J'espère avoir été à peu près lisible, j'avais tellement de choses à en dire que je ne savais plus trop où j'habitais.
Heureux de ma scène locale. Soutiens la mienne, soutiens la tienne. Non je parle pas de nos bites.
(Il fallait que je vous quitte sur un instant poésie, car c'est trop d'émotions).
* Vas-y j'te mets ça en notes çà la fin de la chronique, sinon ça sera encore plus illisible ma connerie. Donc oui, l'abus, prenons un peu de distance : les voix Black et Death, les shrieks et les growls, on peut trouver ça trop abusé et ridicule, facilement, hein. Sans même aller jusqu'au Brutal Death ou au Porno Grind / Gore Grind ! Mais à ce compte-là, Billy Corgan aussi c'est ridicule. Sérieux vous avez entendu comment il chante, comment il couine ? Et que dire d'AC/DC alors ? De Michael Jackson, ah-ha ! Et James Brown ! Et Chino Moreno qui pleurniche en soupirant ! L'exagération fait partie du truc, si vous n'avez pas compris ça, c'est que vous n'avez rien compris à rien. Après libre à nous d'accrocher ou pas à telle ou telle expression vocale. (Mais putain, Billy Corgan, c'est chaud quand-même, non ? Ah bon.)

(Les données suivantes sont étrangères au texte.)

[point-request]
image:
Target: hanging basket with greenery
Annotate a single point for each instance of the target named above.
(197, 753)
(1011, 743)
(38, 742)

Et aussi, alors que moi-même je déchire les oreilles des gens depuis des décennies en, hum, chantant n'importe comment et qu'en outre (sans vouloir une seule seconde m'y comparer, hein) j'ai su apprécier les divagations vocales de Mr. Robinson ou de Mme Galas, je serais bien mal placé pour reprocher à qui que ce soit d'abuser avec sa voix. L'abus c'est la vie !

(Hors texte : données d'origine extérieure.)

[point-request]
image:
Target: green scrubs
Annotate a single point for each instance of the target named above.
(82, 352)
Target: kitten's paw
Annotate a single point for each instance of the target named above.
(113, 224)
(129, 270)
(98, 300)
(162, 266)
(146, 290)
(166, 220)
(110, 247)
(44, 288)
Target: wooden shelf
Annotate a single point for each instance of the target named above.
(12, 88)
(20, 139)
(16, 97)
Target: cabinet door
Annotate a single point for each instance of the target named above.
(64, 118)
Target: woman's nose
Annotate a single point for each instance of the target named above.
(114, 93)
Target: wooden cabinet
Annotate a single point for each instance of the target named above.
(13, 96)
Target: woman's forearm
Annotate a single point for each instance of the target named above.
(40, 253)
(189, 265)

** Comme quoi le crack est un vrai fléau : moi je venais tout juste de le comparer à Maître Gims...
3 COMMENTAIRES
el gep le 21/11/2024 à 11:31:17
Interview à viniir !
Rafff1 le 24/11/2024 à 23:32:04
C'est très bon ça ! Il y a côté claudiquant comme sur les derniers Darkthrone que j'ai bien !
el gep le 25/11/2024 à 19:08:09
Ouais, hein que c'est du bon ?!
"Claudiquant", ahah ?! Peut-être, mais en se tenant bien droit et le regard assuré.